Men would be separated from their families. Older ones would immediately be taken to Donja Gradina and killed, whereas those younger would be taken to the Camp III Ciglana. Upon arrival of a new group of men to the camp, members of the previous group would be taken to Gradina and killed. One part of men were taken to the Sajmište Camp in Zemun. Those of working age would be taken from Zemun to the Third Reich camps, whereas others would be transported back to Jasenovac on trains, in harsh conditions. They stayed for days in overcrowded cattle wagons without food and water. On 28 August 1942, a composition transporting 5,000 to 6,000 people closed in 79 cattle wagons entered the Ciglana camp. Around half of them died during transportation. The ones that had survived were transported across the Sava River to Gradina and killed.

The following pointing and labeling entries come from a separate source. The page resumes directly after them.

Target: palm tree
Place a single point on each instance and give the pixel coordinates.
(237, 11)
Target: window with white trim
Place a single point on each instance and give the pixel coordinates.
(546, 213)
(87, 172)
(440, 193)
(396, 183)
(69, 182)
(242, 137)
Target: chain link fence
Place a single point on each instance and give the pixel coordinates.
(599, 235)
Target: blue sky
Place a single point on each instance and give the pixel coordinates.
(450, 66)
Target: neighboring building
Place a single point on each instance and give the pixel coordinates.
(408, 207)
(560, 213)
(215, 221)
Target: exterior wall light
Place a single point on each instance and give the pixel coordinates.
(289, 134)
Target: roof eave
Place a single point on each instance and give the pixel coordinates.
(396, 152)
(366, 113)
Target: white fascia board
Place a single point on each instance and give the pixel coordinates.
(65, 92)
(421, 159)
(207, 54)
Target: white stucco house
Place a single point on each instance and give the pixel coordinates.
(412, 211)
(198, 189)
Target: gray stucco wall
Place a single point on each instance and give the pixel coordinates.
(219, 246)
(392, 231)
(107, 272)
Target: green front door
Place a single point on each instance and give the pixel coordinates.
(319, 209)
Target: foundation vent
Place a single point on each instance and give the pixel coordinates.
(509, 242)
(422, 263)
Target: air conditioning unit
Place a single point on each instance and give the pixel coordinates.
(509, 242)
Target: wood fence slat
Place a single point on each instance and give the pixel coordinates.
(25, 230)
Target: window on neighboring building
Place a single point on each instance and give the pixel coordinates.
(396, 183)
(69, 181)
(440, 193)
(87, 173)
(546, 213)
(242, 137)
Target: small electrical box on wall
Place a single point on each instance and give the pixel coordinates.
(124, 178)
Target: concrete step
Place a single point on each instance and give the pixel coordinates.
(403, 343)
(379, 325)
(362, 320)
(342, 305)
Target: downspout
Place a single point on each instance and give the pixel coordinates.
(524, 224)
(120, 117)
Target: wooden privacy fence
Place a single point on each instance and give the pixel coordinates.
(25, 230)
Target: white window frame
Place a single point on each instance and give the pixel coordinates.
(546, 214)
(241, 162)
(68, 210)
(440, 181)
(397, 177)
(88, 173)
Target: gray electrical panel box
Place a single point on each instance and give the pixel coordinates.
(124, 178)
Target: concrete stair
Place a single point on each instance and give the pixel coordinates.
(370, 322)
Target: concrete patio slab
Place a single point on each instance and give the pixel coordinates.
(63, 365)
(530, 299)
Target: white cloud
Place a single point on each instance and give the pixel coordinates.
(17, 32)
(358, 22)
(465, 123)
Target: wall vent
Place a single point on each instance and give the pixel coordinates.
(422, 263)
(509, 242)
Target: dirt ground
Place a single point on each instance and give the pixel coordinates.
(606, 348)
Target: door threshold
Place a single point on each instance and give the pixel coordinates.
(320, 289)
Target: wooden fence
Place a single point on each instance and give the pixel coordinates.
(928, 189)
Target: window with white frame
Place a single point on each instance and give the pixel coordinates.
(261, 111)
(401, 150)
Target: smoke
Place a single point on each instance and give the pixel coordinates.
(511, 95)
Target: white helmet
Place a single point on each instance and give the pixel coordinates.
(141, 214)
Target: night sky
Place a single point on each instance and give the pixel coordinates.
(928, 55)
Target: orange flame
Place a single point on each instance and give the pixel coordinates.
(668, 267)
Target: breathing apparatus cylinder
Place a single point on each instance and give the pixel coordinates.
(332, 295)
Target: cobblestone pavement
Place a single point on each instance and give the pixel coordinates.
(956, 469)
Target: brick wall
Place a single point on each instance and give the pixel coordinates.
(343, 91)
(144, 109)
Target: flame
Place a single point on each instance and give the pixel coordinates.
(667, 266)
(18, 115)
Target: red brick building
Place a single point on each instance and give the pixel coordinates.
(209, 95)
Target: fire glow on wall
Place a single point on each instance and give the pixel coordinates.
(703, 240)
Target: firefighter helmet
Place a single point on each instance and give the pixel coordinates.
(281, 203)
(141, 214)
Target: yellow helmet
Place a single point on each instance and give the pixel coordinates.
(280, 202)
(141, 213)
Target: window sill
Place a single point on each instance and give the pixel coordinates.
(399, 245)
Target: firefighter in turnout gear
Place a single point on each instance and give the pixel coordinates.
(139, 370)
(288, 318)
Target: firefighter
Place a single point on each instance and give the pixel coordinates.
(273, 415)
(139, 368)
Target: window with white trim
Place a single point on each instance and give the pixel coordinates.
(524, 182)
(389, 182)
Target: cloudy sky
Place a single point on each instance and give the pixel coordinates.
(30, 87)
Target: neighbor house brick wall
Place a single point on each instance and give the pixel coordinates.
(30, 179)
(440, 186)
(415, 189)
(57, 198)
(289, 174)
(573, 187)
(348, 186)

Around 23,800 children of the age of up to 14 from the Kozara area were taken to the camps. Over 10,000 children ended up in the Camp V Stara Gradiška, 5,650 in the villages of Mlaka and Jablanac that served as Jasenovac farms, 1,300 in the Ciglana camp, around 1,300 in the Sajmište camp, with the rest ending up in various temporary camps in the wider camp area.
In the Stara Gradiška concentration camp, children were forcibly separated from mothers who were either killed or taken to the Third Reich as a labour force. Those children stayed in an open air until a children’s camp was established in one of the buildings, fenced with barbed wire. Children lied on the floor in rooms without furniture. Without any care and help most of them died. Their dying of hunger and diseases did not seem to be enough for the Ustashas, but they killed them too. One part of children was suffocated by poisonous gas. It is estimated that out of 10,000 children who went through the Stara Gradiška concentration camp some 3,000-3,500 were saved. They were saved by activists of the Croatian Red Cross as part of an action of by Diana Budisavljević.